Sunday, April 18, 2010

mystery... as soon as you figure it out it is (not) gone

    Many of the posts here are saying how many people pay too much attention to electronic devises to be able to notice the mystery in life. Whereas I feel that to be generally true I do find that I can see mystery in practically anything. A computer seemingly shouldn't be mysterious. Man is the one who made them after all and knows how they work, but as humans we are unable to comprehend everything about them. It is so difficult to understand or comprehend that polarized light being filtered through electrically manipulated crystals is what is forming the shapes of the words which I am now typing, or that thousands upon thousands of little switches, so small that there size is counted in atoms, inside little chips, which are smaller that an ant, within this computer, which is smaller than a fairly sized book, are responding to the minuscule actions of my fingers to trigger the change of the crystals inside the screen to change the amount and type of photons that reach my eyes.
    Split an atom and you get parts from that atom: protons, neutrons, and electrons. Split these and split what you get from them and continue on and you get quarks, scrutons, and many other little particles which men have no idea of what their is function or have not yet even discovered and named.
    The mystery in this world is infinite.
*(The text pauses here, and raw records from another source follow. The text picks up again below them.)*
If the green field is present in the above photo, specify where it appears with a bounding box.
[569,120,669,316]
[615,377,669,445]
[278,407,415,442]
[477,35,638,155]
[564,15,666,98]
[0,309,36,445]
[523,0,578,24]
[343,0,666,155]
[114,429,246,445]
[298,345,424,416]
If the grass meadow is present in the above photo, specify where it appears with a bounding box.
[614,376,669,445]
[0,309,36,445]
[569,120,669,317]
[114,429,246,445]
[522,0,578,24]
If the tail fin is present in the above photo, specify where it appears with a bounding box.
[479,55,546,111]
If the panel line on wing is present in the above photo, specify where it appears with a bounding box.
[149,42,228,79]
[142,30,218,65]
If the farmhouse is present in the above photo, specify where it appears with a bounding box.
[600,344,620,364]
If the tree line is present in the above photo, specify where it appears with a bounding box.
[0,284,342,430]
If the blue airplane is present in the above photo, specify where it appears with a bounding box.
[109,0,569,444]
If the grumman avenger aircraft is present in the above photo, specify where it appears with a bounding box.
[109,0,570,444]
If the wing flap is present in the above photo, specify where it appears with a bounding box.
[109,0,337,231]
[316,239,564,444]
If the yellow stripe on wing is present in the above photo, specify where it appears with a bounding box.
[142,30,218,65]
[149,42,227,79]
Man cannot hope to find an end to all of ts. Every discovery generates more questions than answers. It may answer a specific question, but the knowledge gained causes more questions. When someone discovers something new they then must find out what it is; what its function is; whether is it beneficial, harmful, or neither; how it works; how can it be used; and so on, each question answered brings forth more questions. If one finds something to be harmful they must find why it is harmful, how harmful it is, how the harm can be repaired, if the harmful object can be neutralized, and so on with each answer bringing forth more questions.
    I think that scientific mysteries are of lesser importance than many of the other types of mystery discussed in other responses on this blog, but since they have been, for the most part, exhaustively discussed, I shall not talk about them here.
    I will finish, therefore, by saying that when you figure out something, the mystery (or better yet the wonder) in it is not unnecessarily gone. Why is the sky blue? (I mean really. Forget about the smurf idea!) Why does an aurora borealis happen? What causes lightning? If you look up the answers to these questions, will there still be wonder, amazement and mystery? I think so!

1 comment:

  1. Wow, I didn't really mean to write that much! I had better get studying for my Spanish test.